The self-titled album -- also known as "The Blood Album" -- draws from each period of their ever-changing past, offering fans of each stage something to enjoy.
Of course, as with every AFI album released after 1999, polarizing commentary is likely to bubble up, lamenting how they just don't sound like they used to, which, as of 2017, is over two decades in the past.
At this stage in their career, it should be apparent that the sound of those early records isn't coming back.
They've been a different band since 2003's breakthrough Sing the Sorrow and haven't looked back since, morphing from youthful hardcore to dramatic goth to this, a punk-influenced take on new wave and post-punk.

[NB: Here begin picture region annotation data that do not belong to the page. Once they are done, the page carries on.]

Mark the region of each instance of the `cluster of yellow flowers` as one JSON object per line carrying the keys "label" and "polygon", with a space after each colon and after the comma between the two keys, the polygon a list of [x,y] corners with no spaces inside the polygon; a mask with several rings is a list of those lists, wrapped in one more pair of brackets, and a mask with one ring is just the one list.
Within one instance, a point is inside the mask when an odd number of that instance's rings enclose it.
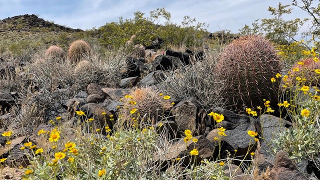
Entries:
{"label": "cluster of yellow flowers", "polygon": [[255,110],[252,110],[250,108],[246,108],[246,112],[249,115],[251,114],[252,116],[258,116],[258,114],[256,113],[256,112],[255,111]]}
{"label": "cluster of yellow flowers", "polygon": [[214,120],[216,120],[216,122],[220,122],[224,120],[224,116],[223,114],[219,114],[218,113],[211,112],[208,114],[208,115],[212,116],[214,118]]}
{"label": "cluster of yellow flowers", "polygon": [[192,140],[192,141],[194,143],[198,142],[198,139],[194,138],[192,136],[191,130],[184,130],[184,134],[186,135],[186,137],[184,138],[184,142],[187,143],[191,140]]}

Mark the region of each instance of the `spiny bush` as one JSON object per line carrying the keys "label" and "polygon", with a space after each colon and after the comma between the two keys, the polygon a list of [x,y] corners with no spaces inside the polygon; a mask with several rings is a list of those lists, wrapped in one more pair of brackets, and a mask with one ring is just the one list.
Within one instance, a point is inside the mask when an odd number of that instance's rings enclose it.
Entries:
{"label": "spiny bush", "polygon": [[[309,58],[298,62],[288,72],[288,75],[284,76],[283,80],[286,84],[284,87],[295,86],[298,84],[320,87],[320,82],[318,80],[320,70],[320,62],[318,58]],[[286,78],[288,80],[287,80]]]}
{"label": "spiny bush", "polygon": [[77,40],[70,45],[68,50],[68,60],[72,64],[76,64],[82,60],[90,56],[91,48],[86,42]]}
{"label": "spiny bush", "polygon": [[262,36],[235,40],[225,48],[218,62],[218,79],[226,80],[222,96],[234,110],[262,106],[263,99],[277,103],[278,86],[270,80],[281,70],[274,48]]}
{"label": "spiny bush", "polygon": [[164,110],[172,106],[170,96],[159,94],[150,88],[134,89],[124,98],[122,100],[124,105],[120,110],[124,119],[134,118],[132,117],[132,114],[139,113],[144,117],[142,120],[155,122],[162,118]]}
{"label": "spiny bush", "polygon": [[60,62],[64,59],[66,54],[61,48],[56,46],[52,46],[46,50],[46,56],[54,60]]}
{"label": "spiny bush", "polygon": [[224,106],[221,98],[226,84],[218,79],[215,67],[219,50],[204,50],[206,58],[192,62],[176,72],[169,72],[166,79],[157,88],[176,100],[192,96],[207,110]]}

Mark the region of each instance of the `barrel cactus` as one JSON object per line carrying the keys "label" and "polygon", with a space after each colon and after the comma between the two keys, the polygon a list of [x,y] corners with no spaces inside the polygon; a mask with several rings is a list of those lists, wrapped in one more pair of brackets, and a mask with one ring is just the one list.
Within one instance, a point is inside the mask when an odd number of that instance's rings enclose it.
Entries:
{"label": "barrel cactus", "polygon": [[308,58],[297,62],[288,72],[288,80],[283,80],[285,86],[306,86],[320,87],[320,62],[317,58]]}
{"label": "barrel cactus", "polygon": [[52,46],[46,51],[46,57],[58,62],[62,62],[66,58],[66,54],[61,48]]}
{"label": "barrel cactus", "polygon": [[263,107],[264,99],[276,104],[280,83],[270,80],[280,73],[282,66],[276,49],[263,37],[234,40],[220,55],[216,66],[220,79],[227,84],[223,98],[236,110]]}
{"label": "barrel cactus", "polygon": [[88,59],[91,48],[84,40],[77,40],[70,45],[68,50],[68,60],[72,64],[76,64],[82,60]]}

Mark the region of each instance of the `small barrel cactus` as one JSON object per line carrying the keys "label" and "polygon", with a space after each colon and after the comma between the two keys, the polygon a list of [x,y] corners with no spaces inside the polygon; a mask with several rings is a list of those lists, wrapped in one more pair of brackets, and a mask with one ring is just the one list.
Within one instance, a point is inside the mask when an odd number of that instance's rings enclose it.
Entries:
{"label": "small barrel cactus", "polygon": [[66,58],[66,54],[61,48],[52,46],[46,51],[46,57],[58,62],[62,62]]}
{"label": "small barrel cactus", "polygon": [[91,48],[84,40],[77,40],[70,45],[68,50],[68,60],[72,64],[76,64],[90,56]]}
{"label": "small barrel cactus", "polygon": [[294,65],[288,72],[288,80],[282,80],[286,86],[316,86],[320,87],[320,62],[318,58],[309,58]]}
{"label": "small barrel cactus", "polygon": [[264,99],[278,102],[278,82],[271,78],[281,72],[282,64],[272,44],[260,36],[234,40],[220,55],[216,70],[226,80],[223,98],[233,110],[264,106]]}

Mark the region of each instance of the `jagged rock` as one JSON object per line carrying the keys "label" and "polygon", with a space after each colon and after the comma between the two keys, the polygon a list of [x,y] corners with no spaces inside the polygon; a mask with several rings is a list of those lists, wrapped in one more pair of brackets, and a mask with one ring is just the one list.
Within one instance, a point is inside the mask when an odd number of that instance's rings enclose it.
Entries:
{"label": "jagged rock", "polygon": [[164,40],[160,38],[157,38],[156,40],[153,40],[151,42],[151,44],[150,46],[146,46],[146,50],[158,50],[160,48],[161,46],[161,44],[164,42]]}
{"label": "jagged rock", "polygon": [[186,98],[172,108],[172,114],[181,134],[190,130],[192,134],[203,134],[206,128],[205,114],[201,104],[193,97]]}
{"label": "jagged rock", "polygon": [[[216,143],[217,141],[214,140],[214,138],[221,138],[223,141],[222,149],[232,152],[234,150],[237,150],[236,156],[246,156],[249,147],[252,146],[252,144],[255,142],[254,138],[250,136],[248,134],[249,130],[256,131],[254,126],[254,119],[246,116],[237,114],[219,108],[214,108],[212,112],[222,114],[224,116],[224,120],[218,123],[215,128],[224,127],[226,130],[224,133],[226,136],[219,136],[219,130],[216,128],[208,134],[207,138],[214,143]],[[213,121],[213,119],[212,120]],[[252,150],[254,150],[254,148]],[[223,158],[226,158],[227,150],[222,152],[220,156]]]}
{"label": "jagged rock", "polygon": [[[197,164],[199,164],[205,158],[208,160],[213,159],[214,156],[216,156],[214,154],[218,153],[217,146],[214,146],[203,136],[194,136],[194,138],[198,139],[196,143],[194,142],[192,140],[186,143],[182,138],[178,142],[172,144],[169,149],[165,150],[167,152],[166,156],[158,158],[162,160],[169,162],[180,158],[181,158],[180,160],[183,161],[184,164],[188,165],[190,160],[193,162],[196,158],[196,162]],[[190,152],[194,148],[196,148],[198,151],[198,154],[196,156],[191,156],[190,154]],[[158,157],[157,156],[158,154],[156,154],[156,158]],[[183,157],[186,158],[182,158]],[[162,164],[162,166],[166,165],[166,164]]]}
{"label": "jagged rock", "polygon": [[246,174],[242,172],[241,168],[235,164],[225,166],[224,168],[224,174],[232,180],[252,180],[252,178],[249,174]]}
{"label": "jagged rock", "polygon": [[102,91],[102,89],[104,88],[102,86],[90,84],[86,86],[86,93],[88,93],[88,96],[91,94],[99,94],[104,98],[106,97],[104,97],[104,94]]}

On AFI, the band delivers competent rock blasts -- like the "Silver and Cold" redux "Snow Cats" and emo-punk "Hidden Knives" -- that are as accessibly pleasing as "Miss Murder" and "Girl's Not Grey," while making sure to toss in a few throwbacks to retain the faithful and adding groovier rhythmic numbers that recall frontman Davey Havoc and guitarist/producer Jade Puget's work as the alterna-dance duo Blaqk Audio.
Those latter tracks -- "Aurelia," "Above the Bridge," and "Feed from the Floor" -- are highlights on AFI, as atmospheric and vulnerably seductive as major influences the Cure, Joy Division, and Depeche Mode.
Indeed, album closer "The Wind That Carries Me Away" is AFI's direct nod to the desert swagger of Depeche Mode's "I Feel You," buffered by soaring harmonies and sprawling open-sky grandeur.
For the old-school fans still at the party, a handful of energetic standouts are the closest AFI come to anything resembling their "classic" punk sound.
"Still a Stranger" is packed with Havoc's pleading, emotive vocals atop a jittery pogo, while the bitter "So Beneath You" seethes with a rebellious spirit buffered by a wall of muscle provided by Puget, bassist Hunter Burgan, and drummer Adam Carson.
Meanwhile, "Dumb Kids" is as ferocious and breakneck as the band gets on AFI, and "White Offerings" is basically "The Leaving Song, Pt.
3." There's certainly enough here to prove that post-Nitro AFI are a better and stronger group, unafraid to continue pushing their sound with each release.